Assignment
Interview someone in your family (preferably a grandparent or someone older) or someone who is important to you. Ask them a range of questions, asking them about their family history and their personal stories. After your interview, write a 2 page typed (double-spaced 12 point font) paper placing your family story or a particular story in its historical context. Try to think about what historical forces or social structures were impacting the story/stories you have chosen to highlight.
Suggestions:
1. Ask the big life questions. Facts are much less interesting than questions regarding love, life challenges, influences and regret. Some key questions to ask: Who is the person who has been kindest to you in your life? What do you feel most grateful for? What is your happiest memory? What are you proudest of? Can you remember a time when you've felt alone? If you were to die suddenly this evening, what would you most regret having not told someone? "The best stories come from asking open-ended questions," says Isay. "For StoryCorps, the thing you don't want to do is recite your CV. We want the aspects of a person that can't be written down easily, that haven't been said before. The big life questions are the best."

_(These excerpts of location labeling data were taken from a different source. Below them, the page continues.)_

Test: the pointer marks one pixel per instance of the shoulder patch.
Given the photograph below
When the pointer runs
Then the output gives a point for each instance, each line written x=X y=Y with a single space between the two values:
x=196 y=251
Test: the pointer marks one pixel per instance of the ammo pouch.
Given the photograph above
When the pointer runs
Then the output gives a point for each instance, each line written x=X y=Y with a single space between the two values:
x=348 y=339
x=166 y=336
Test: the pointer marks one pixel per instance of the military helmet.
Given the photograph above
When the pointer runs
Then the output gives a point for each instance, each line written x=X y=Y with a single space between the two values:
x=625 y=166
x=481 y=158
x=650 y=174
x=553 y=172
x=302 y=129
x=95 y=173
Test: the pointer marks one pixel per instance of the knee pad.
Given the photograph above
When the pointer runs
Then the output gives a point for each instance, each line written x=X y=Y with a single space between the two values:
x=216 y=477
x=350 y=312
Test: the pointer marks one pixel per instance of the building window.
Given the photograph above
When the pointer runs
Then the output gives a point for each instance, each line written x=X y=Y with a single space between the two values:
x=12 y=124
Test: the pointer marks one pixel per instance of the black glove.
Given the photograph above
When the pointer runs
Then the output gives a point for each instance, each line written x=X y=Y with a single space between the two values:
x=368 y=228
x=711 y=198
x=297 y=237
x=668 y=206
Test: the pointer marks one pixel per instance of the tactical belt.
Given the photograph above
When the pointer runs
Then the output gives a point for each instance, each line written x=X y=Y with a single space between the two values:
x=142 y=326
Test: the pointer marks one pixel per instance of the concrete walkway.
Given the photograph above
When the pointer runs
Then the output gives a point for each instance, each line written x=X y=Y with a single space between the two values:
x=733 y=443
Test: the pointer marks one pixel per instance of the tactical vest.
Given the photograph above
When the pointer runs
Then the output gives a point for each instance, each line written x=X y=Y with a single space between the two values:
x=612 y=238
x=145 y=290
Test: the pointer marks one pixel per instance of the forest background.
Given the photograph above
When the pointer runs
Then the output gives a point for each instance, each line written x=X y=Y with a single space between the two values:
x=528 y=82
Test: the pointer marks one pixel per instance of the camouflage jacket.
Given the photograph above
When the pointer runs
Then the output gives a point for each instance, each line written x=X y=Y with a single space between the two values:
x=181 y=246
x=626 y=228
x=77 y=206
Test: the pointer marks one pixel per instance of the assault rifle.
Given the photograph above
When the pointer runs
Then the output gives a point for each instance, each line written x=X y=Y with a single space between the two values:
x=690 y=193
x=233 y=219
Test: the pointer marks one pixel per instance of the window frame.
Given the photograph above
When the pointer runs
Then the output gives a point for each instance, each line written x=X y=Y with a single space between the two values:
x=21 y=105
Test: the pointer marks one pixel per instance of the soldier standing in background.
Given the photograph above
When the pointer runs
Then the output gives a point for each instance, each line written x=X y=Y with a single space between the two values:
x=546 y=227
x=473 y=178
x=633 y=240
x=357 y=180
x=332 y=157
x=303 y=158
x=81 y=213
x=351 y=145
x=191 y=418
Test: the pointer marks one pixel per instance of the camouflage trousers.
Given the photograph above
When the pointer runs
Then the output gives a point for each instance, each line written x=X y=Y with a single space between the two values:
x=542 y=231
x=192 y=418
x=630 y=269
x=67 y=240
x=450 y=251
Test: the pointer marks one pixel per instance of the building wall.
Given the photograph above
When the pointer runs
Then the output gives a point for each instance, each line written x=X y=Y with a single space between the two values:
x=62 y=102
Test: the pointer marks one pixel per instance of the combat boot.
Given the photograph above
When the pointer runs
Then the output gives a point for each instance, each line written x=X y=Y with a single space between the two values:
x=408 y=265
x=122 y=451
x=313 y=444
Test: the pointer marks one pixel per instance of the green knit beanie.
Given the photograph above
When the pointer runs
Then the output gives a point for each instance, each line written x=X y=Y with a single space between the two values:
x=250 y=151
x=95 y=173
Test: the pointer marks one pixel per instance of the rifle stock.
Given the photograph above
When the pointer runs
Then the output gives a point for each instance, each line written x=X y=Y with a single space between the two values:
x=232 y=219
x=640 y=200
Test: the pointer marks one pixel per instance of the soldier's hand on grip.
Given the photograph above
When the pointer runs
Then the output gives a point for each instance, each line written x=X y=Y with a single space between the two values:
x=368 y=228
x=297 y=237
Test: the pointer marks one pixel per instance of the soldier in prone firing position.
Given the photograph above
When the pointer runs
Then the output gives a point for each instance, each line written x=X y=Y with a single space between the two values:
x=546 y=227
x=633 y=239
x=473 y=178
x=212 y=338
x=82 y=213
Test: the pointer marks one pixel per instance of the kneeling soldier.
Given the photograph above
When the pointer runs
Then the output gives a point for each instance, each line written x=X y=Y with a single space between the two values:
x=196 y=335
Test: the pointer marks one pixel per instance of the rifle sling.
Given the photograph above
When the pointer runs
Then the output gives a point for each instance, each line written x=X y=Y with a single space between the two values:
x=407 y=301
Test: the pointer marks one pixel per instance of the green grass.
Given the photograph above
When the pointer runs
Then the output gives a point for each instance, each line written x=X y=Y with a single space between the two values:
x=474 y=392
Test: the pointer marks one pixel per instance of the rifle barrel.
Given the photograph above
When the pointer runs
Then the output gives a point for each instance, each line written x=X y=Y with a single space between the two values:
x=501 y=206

2. Pour your attention into the interview. "The most important things about listening is to be very present," says Isay. "To have all your devices off, and to genuinely connect and actively listen to whoever it is you're talking to. When I used to do radio interviews, I'd sit forward, and it was almost like a laser beam between me and the person I was talking to. It was often very intense, present, active, concentrated listening. It is counterintuitive, but it should feel draining to you. At the end of the 40 minutes, as the person doing the listening, you should be more tired than the person doing the talking."
3. Be an active participant in the conversation. Just because you're listening, doesn't mean you can't engage. "Active listening doesn't stop you from participating in the conversation. You can laugh, cry and ask follow-up questions. But what you're not doing is bringing it back to yourself. Be generous. Try not to think about your kids or what movie you're going to see that night."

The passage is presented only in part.